You can get information about the exception thrown from the result, if you set bubble: false
:
var result = parser.Parse(...);
var exception = result.TryGetData<Exception>();
Matching Parsers
These parsers help to simplify matching of literal patterns.
Match Pattern Parser
The MatchPatternParser
takes a literal list of values, and attempts to match these against the input sequence. If all input items match, in order, the values will be returned as a list. (some of the below examples take advantage of the fact that a string
is an IEnumerable<char>
to help simplify)
var parser = Match(new char[] { 'a', 'b', 'c', 'd' });
var parser = Match("abcd");
This is functionally equivalent (though faster and more succinct) to a combination of the Rule
and MatchPredicate
parsers:
var parser = Rule(
Match(c => c == 'a'),
Match(c => c == 'b'),
Match(c => c == 'c'),
Match(c => c == 'd')
(a, b, c, d) => new [] { a, b, c, d }
);
Trie Parser
The Trie
parser uses a trie to find the longest match in a list of possible literal sequences. This is a useful optimization for keyword and operator literals, where individual patterns may have overlapping prefixes. The ParserObjects library provides IReadOnlyTrie<TKey, TResult>
and IInsertableTrie<TKey, TResult>
abstractions for this purpose.
var parser = Trie(trie);
var parser = trie.ToParser();
var parser = Trie(trie => trie.Add(...));
var parser = MatchAny("value", "value2", "value3");
The MatchAny
parser is implemented using the Trie
mechanism internally, and works only on char
input, string
output scenarios.
Transforming parsers
These parsers exist to transform results from one form to another.
Transform Parser
The Transform
parser transforms the output of an inner parser. If the inner parser fails the Transform
parser fails. If the inner parser succeeds, the Transform
parser will return a transformed result.
var parser = Transform(innerParser, r => ...);
var parser = innerParser.Transform(r => ...);
Transform Result Parser
The TransformResult
parser has an opportunity to transform the entire result, including all metadata, and it operates even when the result is a failure result.
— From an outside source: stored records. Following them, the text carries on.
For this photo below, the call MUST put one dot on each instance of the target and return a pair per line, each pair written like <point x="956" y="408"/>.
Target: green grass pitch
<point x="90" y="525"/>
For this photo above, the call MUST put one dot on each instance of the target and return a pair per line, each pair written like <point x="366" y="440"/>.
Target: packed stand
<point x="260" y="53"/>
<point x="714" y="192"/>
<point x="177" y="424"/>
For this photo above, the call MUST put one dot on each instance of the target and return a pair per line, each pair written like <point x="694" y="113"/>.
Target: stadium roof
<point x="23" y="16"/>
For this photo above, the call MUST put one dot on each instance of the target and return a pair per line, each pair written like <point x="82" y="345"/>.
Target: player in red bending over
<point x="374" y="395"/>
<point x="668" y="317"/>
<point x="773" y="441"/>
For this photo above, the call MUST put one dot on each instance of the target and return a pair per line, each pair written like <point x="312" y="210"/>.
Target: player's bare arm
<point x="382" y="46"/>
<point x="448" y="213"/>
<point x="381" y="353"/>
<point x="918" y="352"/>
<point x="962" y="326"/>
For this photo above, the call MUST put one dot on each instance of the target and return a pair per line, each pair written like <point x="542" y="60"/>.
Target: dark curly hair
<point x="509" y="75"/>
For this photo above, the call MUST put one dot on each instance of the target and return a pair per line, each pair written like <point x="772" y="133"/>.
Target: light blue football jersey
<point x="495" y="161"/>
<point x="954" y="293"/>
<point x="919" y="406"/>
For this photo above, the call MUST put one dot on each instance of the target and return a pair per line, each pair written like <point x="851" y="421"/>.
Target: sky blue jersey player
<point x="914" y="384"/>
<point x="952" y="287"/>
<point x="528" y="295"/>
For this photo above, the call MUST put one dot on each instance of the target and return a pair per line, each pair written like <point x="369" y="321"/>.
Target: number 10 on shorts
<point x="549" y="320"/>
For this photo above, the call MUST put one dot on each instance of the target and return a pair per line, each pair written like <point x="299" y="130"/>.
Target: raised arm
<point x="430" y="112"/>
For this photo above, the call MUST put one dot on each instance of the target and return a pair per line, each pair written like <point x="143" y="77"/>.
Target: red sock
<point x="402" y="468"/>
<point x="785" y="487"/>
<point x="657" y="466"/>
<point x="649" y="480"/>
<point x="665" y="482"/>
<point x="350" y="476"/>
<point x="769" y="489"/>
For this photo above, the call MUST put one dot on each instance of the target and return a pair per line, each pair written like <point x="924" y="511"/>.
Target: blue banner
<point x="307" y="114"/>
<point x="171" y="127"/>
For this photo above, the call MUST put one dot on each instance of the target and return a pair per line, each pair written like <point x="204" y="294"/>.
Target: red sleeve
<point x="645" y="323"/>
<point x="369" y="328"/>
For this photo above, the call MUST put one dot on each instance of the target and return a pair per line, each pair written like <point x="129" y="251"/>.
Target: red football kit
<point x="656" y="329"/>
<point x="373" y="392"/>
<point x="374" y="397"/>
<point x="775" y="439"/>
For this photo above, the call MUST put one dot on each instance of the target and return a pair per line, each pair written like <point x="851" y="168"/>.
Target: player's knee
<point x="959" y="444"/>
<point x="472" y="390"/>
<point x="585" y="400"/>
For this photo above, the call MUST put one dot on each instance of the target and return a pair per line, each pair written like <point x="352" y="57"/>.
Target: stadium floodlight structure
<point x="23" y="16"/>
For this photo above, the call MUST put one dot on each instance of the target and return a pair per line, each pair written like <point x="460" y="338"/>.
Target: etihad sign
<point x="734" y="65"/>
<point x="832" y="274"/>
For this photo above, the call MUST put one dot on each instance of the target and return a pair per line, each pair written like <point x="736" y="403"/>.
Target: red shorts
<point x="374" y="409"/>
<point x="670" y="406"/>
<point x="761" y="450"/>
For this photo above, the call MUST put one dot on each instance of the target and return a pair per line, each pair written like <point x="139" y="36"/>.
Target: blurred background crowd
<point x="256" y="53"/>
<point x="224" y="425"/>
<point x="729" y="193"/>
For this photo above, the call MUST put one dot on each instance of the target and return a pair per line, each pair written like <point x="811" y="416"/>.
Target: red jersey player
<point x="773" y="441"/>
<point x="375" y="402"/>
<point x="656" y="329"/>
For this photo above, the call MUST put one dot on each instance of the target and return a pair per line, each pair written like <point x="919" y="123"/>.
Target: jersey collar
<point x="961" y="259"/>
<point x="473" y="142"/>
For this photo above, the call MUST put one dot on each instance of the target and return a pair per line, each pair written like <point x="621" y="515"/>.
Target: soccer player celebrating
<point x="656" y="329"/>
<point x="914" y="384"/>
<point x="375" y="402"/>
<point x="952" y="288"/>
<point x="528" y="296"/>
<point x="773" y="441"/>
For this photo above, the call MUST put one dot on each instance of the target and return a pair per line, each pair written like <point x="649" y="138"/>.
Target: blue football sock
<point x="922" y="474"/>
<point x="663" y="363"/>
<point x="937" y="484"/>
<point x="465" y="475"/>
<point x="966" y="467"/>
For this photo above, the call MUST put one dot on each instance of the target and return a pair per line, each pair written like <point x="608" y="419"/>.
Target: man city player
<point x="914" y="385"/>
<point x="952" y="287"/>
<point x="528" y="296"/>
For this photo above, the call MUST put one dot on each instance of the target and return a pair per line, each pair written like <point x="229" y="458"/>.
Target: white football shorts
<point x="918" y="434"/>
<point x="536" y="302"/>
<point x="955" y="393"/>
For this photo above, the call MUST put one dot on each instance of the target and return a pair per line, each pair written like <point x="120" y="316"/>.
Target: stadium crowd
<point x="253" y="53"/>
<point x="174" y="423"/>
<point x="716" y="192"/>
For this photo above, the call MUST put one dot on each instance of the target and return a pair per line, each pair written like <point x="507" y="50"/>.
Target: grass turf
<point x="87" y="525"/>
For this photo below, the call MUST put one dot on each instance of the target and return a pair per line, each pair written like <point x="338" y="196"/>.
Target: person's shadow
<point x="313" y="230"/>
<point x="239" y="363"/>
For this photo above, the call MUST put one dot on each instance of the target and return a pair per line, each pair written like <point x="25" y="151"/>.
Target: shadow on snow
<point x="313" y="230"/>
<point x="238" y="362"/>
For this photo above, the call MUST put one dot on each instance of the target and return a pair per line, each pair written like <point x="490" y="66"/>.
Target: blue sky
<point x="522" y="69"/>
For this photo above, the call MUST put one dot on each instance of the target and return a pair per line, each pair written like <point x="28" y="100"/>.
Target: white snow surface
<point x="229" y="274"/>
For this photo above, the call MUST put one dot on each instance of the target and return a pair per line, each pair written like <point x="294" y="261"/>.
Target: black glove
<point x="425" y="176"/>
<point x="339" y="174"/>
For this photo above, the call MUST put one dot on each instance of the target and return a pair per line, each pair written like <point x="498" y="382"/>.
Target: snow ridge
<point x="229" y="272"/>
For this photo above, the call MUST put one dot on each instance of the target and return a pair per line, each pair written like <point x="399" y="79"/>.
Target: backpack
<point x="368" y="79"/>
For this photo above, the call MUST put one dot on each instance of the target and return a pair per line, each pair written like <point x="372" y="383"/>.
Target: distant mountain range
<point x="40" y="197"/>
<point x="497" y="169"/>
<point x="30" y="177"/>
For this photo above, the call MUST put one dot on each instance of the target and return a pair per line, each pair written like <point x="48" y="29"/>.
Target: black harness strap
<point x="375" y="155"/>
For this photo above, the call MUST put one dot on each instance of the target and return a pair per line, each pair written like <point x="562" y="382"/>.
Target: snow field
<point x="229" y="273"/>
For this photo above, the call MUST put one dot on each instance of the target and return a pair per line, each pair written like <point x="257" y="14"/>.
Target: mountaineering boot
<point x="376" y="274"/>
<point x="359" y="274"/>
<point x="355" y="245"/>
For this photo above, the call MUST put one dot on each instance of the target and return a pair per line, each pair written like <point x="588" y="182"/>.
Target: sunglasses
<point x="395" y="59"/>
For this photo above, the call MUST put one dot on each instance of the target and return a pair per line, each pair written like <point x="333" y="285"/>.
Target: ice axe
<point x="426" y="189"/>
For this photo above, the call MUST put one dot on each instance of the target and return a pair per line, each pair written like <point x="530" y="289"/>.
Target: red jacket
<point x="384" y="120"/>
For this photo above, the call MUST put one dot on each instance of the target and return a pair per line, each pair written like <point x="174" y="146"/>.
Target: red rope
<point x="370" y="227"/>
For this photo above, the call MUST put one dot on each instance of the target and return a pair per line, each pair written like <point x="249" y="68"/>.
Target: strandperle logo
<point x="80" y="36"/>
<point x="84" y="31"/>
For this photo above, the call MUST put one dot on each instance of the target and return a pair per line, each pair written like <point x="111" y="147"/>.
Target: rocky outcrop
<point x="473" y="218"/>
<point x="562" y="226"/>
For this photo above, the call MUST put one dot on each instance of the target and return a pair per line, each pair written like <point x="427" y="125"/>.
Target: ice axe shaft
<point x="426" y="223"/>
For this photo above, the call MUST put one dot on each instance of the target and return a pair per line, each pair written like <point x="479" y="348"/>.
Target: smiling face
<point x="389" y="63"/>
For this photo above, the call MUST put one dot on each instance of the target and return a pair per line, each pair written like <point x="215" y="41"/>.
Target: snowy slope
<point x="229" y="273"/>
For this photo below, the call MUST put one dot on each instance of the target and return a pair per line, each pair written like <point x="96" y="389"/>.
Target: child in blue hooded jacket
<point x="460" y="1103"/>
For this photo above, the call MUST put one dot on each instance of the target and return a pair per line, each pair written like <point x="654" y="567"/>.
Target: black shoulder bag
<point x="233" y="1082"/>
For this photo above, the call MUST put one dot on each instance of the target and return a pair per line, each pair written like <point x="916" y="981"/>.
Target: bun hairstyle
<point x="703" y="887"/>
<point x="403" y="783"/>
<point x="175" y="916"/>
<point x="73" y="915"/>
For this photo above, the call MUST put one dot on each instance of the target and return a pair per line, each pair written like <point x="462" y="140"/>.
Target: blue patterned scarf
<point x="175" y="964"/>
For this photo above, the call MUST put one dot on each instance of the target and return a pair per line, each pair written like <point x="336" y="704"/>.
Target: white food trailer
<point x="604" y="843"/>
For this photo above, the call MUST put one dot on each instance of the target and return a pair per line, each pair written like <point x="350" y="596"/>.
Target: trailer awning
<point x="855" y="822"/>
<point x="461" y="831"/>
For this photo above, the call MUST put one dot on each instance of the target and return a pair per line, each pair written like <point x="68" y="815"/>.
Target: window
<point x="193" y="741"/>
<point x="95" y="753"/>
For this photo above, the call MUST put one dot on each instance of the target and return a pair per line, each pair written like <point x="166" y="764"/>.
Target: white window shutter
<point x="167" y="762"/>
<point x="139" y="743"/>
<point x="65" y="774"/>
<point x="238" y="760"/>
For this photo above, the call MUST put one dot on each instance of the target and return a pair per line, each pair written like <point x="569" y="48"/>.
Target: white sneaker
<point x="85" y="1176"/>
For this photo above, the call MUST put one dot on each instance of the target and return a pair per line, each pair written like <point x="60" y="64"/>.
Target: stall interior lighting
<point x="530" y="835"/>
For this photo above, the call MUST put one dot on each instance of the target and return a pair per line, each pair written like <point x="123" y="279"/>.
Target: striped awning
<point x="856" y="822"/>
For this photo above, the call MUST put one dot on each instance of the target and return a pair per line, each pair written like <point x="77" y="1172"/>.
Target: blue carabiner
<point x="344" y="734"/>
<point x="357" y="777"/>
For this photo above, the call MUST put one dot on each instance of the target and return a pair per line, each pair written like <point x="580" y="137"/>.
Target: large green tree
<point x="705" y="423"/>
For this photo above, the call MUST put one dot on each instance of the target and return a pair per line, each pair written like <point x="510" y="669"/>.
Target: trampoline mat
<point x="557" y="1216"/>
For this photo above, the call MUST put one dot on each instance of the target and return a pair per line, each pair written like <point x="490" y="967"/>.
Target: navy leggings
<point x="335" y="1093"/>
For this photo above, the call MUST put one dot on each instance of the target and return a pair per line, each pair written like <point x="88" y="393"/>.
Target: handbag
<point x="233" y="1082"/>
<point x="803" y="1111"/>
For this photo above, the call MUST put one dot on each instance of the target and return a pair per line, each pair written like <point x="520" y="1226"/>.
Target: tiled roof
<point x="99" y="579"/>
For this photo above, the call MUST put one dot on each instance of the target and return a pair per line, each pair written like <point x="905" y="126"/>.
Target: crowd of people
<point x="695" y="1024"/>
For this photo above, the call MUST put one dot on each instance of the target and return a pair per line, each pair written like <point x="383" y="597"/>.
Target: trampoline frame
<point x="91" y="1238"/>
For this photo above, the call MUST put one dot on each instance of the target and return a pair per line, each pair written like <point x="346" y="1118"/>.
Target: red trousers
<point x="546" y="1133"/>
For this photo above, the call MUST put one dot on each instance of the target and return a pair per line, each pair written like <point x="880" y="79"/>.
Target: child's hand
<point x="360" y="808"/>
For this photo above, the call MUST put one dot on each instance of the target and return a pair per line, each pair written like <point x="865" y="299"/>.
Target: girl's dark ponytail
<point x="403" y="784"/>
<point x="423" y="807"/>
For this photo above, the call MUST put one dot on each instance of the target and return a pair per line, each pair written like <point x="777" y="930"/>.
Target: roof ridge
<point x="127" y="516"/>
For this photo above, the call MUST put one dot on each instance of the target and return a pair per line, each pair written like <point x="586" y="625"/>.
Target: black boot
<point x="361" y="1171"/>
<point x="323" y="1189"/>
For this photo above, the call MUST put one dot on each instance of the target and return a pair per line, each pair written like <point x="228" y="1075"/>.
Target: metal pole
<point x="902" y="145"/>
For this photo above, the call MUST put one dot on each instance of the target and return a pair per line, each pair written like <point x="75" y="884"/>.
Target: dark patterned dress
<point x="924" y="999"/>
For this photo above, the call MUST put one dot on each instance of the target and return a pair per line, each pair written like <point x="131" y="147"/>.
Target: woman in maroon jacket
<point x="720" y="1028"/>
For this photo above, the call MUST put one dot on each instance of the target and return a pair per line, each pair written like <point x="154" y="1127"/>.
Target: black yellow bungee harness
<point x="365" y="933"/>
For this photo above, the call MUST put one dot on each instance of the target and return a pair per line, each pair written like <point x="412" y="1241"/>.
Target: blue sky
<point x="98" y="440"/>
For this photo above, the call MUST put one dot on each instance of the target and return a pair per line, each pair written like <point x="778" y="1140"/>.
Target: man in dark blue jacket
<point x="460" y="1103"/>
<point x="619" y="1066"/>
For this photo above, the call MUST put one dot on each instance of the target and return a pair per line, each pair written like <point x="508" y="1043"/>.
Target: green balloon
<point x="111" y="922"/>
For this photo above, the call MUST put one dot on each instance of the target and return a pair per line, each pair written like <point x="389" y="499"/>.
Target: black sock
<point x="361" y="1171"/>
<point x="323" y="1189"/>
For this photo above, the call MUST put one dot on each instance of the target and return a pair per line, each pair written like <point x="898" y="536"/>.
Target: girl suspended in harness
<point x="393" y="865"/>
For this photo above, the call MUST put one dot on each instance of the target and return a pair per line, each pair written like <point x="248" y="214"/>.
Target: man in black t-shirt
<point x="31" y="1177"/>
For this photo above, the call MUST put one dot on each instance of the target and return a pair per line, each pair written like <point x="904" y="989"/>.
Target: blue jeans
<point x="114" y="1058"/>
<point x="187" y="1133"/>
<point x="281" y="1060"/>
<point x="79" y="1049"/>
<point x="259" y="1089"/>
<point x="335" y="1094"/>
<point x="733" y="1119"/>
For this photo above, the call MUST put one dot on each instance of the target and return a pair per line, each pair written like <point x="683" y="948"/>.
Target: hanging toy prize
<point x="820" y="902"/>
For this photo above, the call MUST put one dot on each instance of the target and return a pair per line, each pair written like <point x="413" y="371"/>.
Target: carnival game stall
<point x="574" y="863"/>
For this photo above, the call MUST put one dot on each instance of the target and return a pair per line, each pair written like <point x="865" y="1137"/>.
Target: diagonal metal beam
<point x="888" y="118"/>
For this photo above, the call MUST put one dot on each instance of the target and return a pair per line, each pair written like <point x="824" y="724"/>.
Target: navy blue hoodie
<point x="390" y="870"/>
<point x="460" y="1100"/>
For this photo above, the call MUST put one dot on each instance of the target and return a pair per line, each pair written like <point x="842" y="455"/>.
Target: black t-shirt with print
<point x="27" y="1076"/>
var parser = TransformResult(inner, (state, result) => { ... });
Transform Error Parser
The TransformError
parser is implemented by the TransformResult
parser, but the callback only executes when the result is a failure. This is used to transform the result to, for example, provide a better error message.
var parser = TransformError(parser, (state, errorResult) => { ... });
Recursive Parsers
These parsers exist to help simplify certain recursion scenarios, especially in parsing equations and mathematical expressions. They are not helpful in all recursion scenarios.
Left Apply Parser
The LeftApplyParser
is a parser for left-associative parsing. The left value is parsed first and the value of it is applied to the right side production rule. The value of the right parser will then be used as the new left value and it will attempt to continue until a right parser does not match. The pseudo-BNF for it is:
self := <self> <right> | <item>
var parser = LeftApply(
itemParser,
left => Rule(
left,
...
)
);
Right Apply Parser
The RightApply
is for right-associative recursion. It is conceptually similar to the LeftApply
parser, but with right-recursion instead. It parses an item and then attempts to parse a separator followed by a recursion to itself. The pseudo-BNF for it is:
self := <item> (<middle> <self>)?
var parser = RightApply(item, middle, (l, m, r) => ...);
This same recursive functionality can be reproduced by a combination of Deferred
, First
, and Rule
:
IParser<char, string> parserCore = null;
var parser = Deferred(() => parserCore);
parserCore = First(
Rule(
item,
middle,
parser,
(l, m, r) => ...
),
item
);
Pratt Parser
The Pratt
parser is an implementation of the Pratt parsing algorithm, which may be particularly helpful with parsing mathematical expressions.
var parser = Pratt(config => { ... });
For detailed information about configuring and using the Pratt
parser, see the Pratt Parser page. It may be simpler to use in many situations than the LeftApply
and RightApply
parsers are.
Referencing Parsers
These parsers exist to help with referencing issues, to help resolve circular dependencies or decide on which parser to use at parse-time.
Create Parser
The Create
parser creates a parser at parse time using information available in the current parse state. Create parser looks similar to the Deferred
parser, though has a few important semantic differences: The create callback takes the ParseState
, and it cannot be used with find/replace operations. The Create parser is expected to create new parser instances at different times, so it is not considered to have “children”. This means that the parser returns by the Create parser will not be visible to Visitors.
var parser = new CreateParser<TInput, TOutput>(state => { ... });
var parser = Create(state => { ... });
Deferred Parser
The Deferred
parser references another parser and resolves the reference at parse time instead of at declaration time. This allows your parser to handle recursion and circular references. The parser returned from the Deferred parser is expected by the system to be the same throughout the entire parse and may be cached after first access. Because the parser returned by Deferred is expected to be static and available at any time after the parser graph is created, the parser can be used with find/replace operations and should correctly work with BNF stringification.
var parser = new DeferredParser<TInput, TOutput>(() => targetParser);
var parser = Deferred(() => targetParser);
Replaceable Parser
The Replaceable
parser references an inner parser and invokes it transparently. However, the replaceable parser allows the inner parser to be replaced in-place without cloning. This is useful in cases where you want to make modifications to the parser tree without creating a whole new tree.
var parser = Replaceable(innerParser);
var parser = innerParser.Replaceable();
If an inner parser is not explicitly specified, the inner parser will be a Fail
parser. These two lines are equivalent:
var parser = Replaceable<TOutput>();
var parser = Replaceable(Fail<TOutput>());
It is extremely helpful to name your replaceable parsers so you can quickly find and replace values by name.